Appellants argue that the district court erred in ruling that (1) service of the summons and complaint in the German suit by registered mail violated the Hague Convention on Service Abroad of Judicial and Extrajudicial Documents in Civil or Commercial Matters, 20 U.S.T. 36, T.I.A.S. 6638 (Hague Convention) and constitutional due process, and (2) enforcement of the German default judgment for legal fees charged under the German fee statute and upheld by the German court would violate the public policy concern of New York courts that attorneys seeking recovery of fees "bear the burden of proving that a compensation arrangement is fair, reasonable and fully comprehended by the client." Ackermann v. Levine, 610 F.Supp. 633 (S.D.N.Y.1985) (hereinafter cited as "Op."), at 647.

We hold that service of process by registered mail satisfied the Hague Convention and constitutional due process, and that enforcement of the German default judgment would not violate New York public policy to the extent that the judgment reflects an award of attorneys fees for which the attorney presented in the enforcement proceeding, at a minimum, evidence of client authorization and appropriate work product.
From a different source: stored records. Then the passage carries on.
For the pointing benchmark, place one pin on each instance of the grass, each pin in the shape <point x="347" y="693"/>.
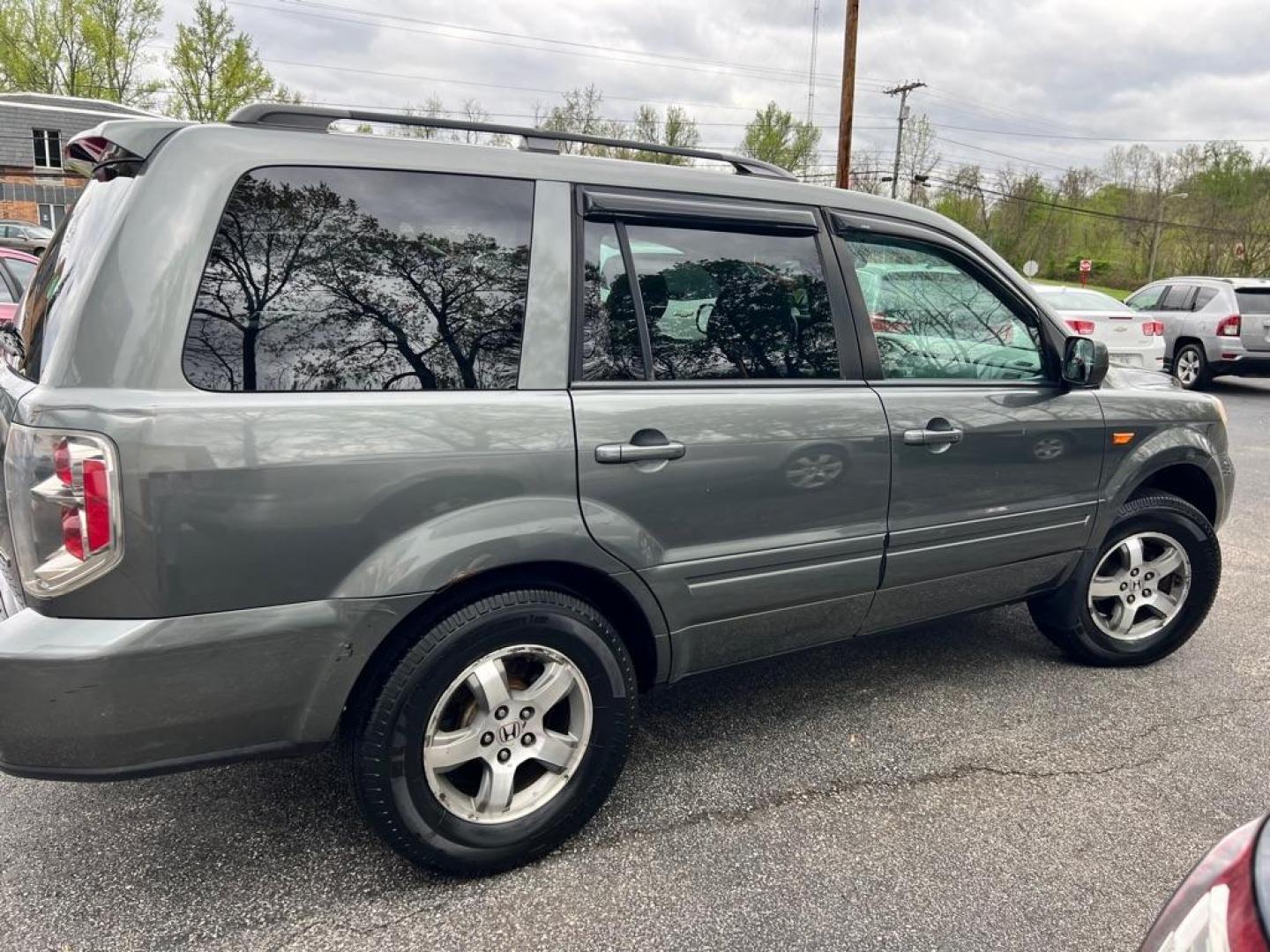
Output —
<point x="1114" y="292"/>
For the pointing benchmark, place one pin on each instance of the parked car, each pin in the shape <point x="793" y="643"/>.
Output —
<point x="25" y="236"/>
<point x="1133" y="339"/>
<point x="16" y="271"/>
<point x="1213" y="326"/>
<point x="392" y="449"/>
<point x="1223" y="903"/>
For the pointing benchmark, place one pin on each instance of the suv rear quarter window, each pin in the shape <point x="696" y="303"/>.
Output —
<point x="361" y="279"/>
<point x="1177" y="297"/>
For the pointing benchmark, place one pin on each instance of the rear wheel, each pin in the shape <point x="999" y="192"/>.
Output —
<point x="1191" y="367"/>
<point x="498" y="734"/>
<point x="1143" y="591"/>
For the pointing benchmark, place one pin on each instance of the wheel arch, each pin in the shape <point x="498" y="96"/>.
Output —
<point x="624" y="599"/>
<point x="1185" y="480"/>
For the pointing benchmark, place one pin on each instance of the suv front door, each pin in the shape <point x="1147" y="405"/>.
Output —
<point x="728" y="450"/>
<point x="995" y="464"/>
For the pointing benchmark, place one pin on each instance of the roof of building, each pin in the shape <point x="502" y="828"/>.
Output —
<point x="79" y="104"/>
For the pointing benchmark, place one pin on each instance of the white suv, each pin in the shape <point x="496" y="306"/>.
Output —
<point x="1213" y="326"/>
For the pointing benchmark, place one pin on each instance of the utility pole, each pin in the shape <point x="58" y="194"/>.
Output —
<point x="846" y="109"/>
<point x="811" y="66"/>
<point x="902" y="92"/>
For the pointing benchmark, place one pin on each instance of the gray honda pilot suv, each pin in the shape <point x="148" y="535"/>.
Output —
<point x="444" y="453"/>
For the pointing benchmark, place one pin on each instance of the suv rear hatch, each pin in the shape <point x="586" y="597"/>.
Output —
<point x="111" y="156"/>
<point x="1254" y="316"/>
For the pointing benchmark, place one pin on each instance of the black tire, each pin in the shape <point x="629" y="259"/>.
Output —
<point x="1065" y="616"/>
<point x="384" y="746"/>
<point x="1203" y="375"/>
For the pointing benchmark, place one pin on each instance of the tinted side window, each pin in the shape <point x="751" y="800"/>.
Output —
<point x="611" y="346"/>
<point x="935" y="320"/>
<point x="1146" y="300"/>
<point x="363" y="279"/>
<point x="724" y="305"/>
<point x="1177" y="297"/>
<point x="1201" y="297"/>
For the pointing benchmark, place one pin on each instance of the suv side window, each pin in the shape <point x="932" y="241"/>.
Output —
<point x="1177" y="297"/>
<point x="1201" y="297"/>
<point x="1147" y="299"/>
<point x="363" y="279"/>
<point x="718" y="305"/>
<point x="935" y="320"/>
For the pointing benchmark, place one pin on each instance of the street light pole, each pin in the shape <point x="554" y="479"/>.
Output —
<point x="902" y="92"/>
<point x="1154" y="234"/>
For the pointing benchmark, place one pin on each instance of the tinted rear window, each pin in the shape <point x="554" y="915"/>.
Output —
<point x="1254" y="301"/>
<point x="65" y="267"/>
<point x="358" y="279"/>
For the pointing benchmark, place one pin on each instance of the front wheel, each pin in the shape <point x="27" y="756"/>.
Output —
<point x="498" y="734"/>
<point x="1143" y="591"/>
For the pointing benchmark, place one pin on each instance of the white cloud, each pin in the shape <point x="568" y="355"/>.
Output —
<point x="1062" y="69"/>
We therefore affirm in part and reverse in part.


Peter R. Ackermann is a German citizen practicing law in West Berlin in the appellant law firm. Ira Levine is an American citizen engaged in the real estate business in New York, where he lives, and New Jersey, where he was the general partner of a limited partnership entitled Hudson View Associates in 1979, and at all pertinent times herein. In the spring of 1979, Levine was considering financing, developing and selling a proposed real estate project in Edgewater, New Jersey (the Edgewater Project). The total cost of the completed project was estimated at approximately $21 million, of which Levine's interest was approximately $6 million. 1 In May of 1979, Levine was introduced to Gottlieb Bauer Schlictegroll ("Bauer"), a West German business promoter en route from Costa Rica to West Germany via New York, and Walter Pfaeffle, a friend of Bauer and a West German journalist living in New York whom Bauer introduced to Levine as a "financial consultant." Bauer informed Levine that he knew potential German investors, including Peter Kuth. At a meeting at the Regency Hotel in New York, Levine gave to Bauer financial documents and written specifications of Edgewater Towers. It was agreed that Levine would pay Bauer a $600,000 commission if he raised the needed capital. The district court found that Bauer was "a devious opportunist who told a different story to each interested party," Op. at 636, and who thereby caused the failure of Ackermann and Levine to have a "meeting of minds." Op. at 636, 641.

Later in May, 1979, Levine received two telephone calls involving the potential interest of a German investment group called the Titan Group. Levine then visited Frederic Coudert, Esq., of the international law firm of Coudert Brothers, in New York, and asked if Mr. Coudert could represent him in West Germany. When Coudert replied that he did not have an office in West Berlin, Levine said, "I do not wish to go to Germany and sit down and hopefully sign a contract without any type of representation." Coudert then recommended three West Berlin law firms, including that of Ackermann.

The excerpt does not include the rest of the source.